Мой муж молчал, не зная, что делать и что говорить. Самое лучшее время для нападения, когда есть ожидания. Неоправдавшиеся ожидания — это не шутка. Я знала это по себе. Только мне было хуже. Намного. Но этого не понять тому, кто не испытал то, что испытала я.
* * *
Я застала его на кухне. В холодильнике наполовину. И подождала, когда он закончит любимые археологические раскопки. Он не мог там ничего найти. Ночью я все выбросила, кроме детского питания.
— Есть нечего, — у него был виноватый вид.
— Не успеваю, — вздохнула я. — Встала в шесть утра, еще не присела. Надо кормить, греть бутылочки, купать ребенка… Сам понимаешь.
— Хочешь, я схожу в магазин?
Идиот! Тупой, еще тупее! Эти два придурка умнее его. Я действительно встала в шесть утра и еще ни разу не присела. Я устала как собака, пока он дрых без задних ног. А он спрашивает, не сходить ли ему? Идиот! Идиот! Идиот!
— Ну что ты, — сказала я. — Ты устал с дороги. Я схожу сама.
Я пошла в магазин, перекинув гамачок с Маришкой как перевязь. С пятого этажа в доме без лифта. Ребенок в одной руке, сумка в другой. Новорожденного ребенка не берут с собой в толпу, но разве я могла доверить ее мужу?

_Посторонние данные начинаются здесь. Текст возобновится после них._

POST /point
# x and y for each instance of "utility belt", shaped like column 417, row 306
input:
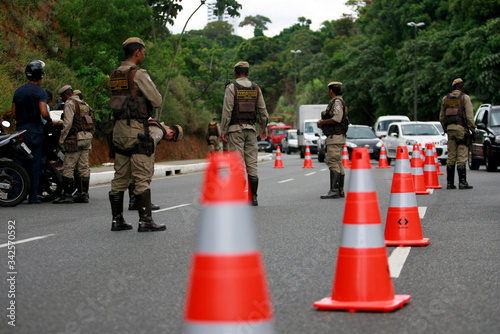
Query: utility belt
column 146, row 146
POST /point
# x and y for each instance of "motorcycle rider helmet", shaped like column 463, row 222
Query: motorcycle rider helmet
column 35, row 70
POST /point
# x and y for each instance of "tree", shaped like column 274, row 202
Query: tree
column 258, row 22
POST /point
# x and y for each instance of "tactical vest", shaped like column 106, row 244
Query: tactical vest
column 126, row 101
column 454, row 109
column 338, row 128
column 245, row 104
column 83, row 119
column 212, row 129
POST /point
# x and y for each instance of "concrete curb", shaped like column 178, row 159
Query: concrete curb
column 162, row 170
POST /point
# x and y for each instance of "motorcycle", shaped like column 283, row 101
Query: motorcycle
column 14, row 180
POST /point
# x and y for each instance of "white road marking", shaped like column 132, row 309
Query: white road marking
column 172, row 207
column 397, row 260
column 27, row 240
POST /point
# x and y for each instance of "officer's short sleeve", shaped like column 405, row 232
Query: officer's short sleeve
column 148, row 88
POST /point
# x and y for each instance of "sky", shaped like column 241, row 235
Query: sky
column 282, row 13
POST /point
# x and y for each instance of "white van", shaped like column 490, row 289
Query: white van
column 382, row 123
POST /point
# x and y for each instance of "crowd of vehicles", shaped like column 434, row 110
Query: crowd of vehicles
column 410, row 133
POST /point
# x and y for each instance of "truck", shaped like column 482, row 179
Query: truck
column 276, row 132
column 307, row 129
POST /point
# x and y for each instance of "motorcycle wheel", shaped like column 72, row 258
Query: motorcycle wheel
column 50, row 185
column 14, row 183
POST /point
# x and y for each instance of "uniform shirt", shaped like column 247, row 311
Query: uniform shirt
column 26, row 98
column 143, row 82
column 125, row 136
column 218, row 130
column 69, row 115
column 337, row 109
column 469, row 115
column 229, row 104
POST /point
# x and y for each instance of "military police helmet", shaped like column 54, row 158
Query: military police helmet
column 35, row 70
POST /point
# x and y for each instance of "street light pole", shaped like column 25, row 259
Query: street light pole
column 415, row 25
column 295, row 90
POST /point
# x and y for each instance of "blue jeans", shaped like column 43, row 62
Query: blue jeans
column 35, row 143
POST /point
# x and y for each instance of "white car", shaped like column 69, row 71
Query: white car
column 290, row 142
column 383, row 122
column 410, row 133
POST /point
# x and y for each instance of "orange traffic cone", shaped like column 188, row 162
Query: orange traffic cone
column 345, row 157
column 278, row 163
column 362, row 280
column 430, row 173
column 227, row 288
column 307, row 159
column 402, row 226
column 436, row 160
column 382, row 161
column 417, row 172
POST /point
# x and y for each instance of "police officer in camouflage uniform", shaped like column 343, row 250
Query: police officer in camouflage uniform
column 76, row 135
column 133, row 97
column 243, row 102
column 213, row 135
column 457, row 118
column 334, row 123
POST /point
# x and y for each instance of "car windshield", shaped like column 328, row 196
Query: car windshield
column 383, row 125
column 495, row 117
column 439, row 126
column 360, row 133
column 279, row 131
column 419, row 130
column 311, row 127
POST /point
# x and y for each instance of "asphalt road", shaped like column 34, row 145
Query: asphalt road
column 83, row 278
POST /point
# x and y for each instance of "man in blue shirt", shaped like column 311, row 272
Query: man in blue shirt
column 29, row 102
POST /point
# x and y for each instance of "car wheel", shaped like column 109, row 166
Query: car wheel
column 490, row 165
column 473, row 163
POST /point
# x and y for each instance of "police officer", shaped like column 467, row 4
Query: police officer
column 76, row 135
column 133, row 97
column 334, row 123
column 28, row 103
column 213, row 135
column 457, row 118
column 243, row 103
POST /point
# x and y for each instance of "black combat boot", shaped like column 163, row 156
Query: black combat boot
column 334, row 187
column 67, row 192
column 118, row 223
column 462, row 178
column 82, row 195
column 450, row 175
column 146, row 222
column 253, row 181
column 132, row 203
column 341, row 185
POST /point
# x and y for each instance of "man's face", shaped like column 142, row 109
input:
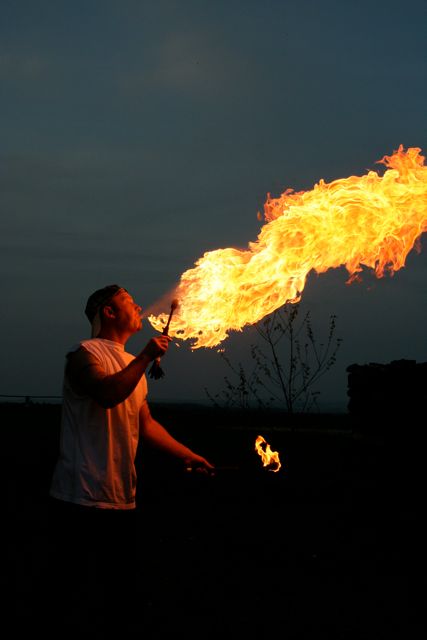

А няня мне не полагалась. На няню требовались деньги. Отец был согласен оплачивать няню, если я вернусь домой. Я осталась. Я шла по ступенькам, пытаясь унять, успокоить свое сердце, а мой муж отдыхал от тяжелой дороги. Ему хотелось есть, но не хотелось добывать мамонта. Он ждал, когда его принесут.
Я зашла в супермаркет, прошлась по нижнему этажу и выбрала продукты. Если бы не нужно было кормить Маришку, я бы еще не скоро вернулась.
Я кормила своего детеныша, он таращил на меня свои умные глаза и бил ладошкой по груди. Все было о'кей. Детеныш со мной соглашался. Я легла на кровать, положив Маришку на грудь, и закрыла глаза. Была еще только первая половина дня, а я уже устала до безумия. Так устала, что захотелось домой. До слез.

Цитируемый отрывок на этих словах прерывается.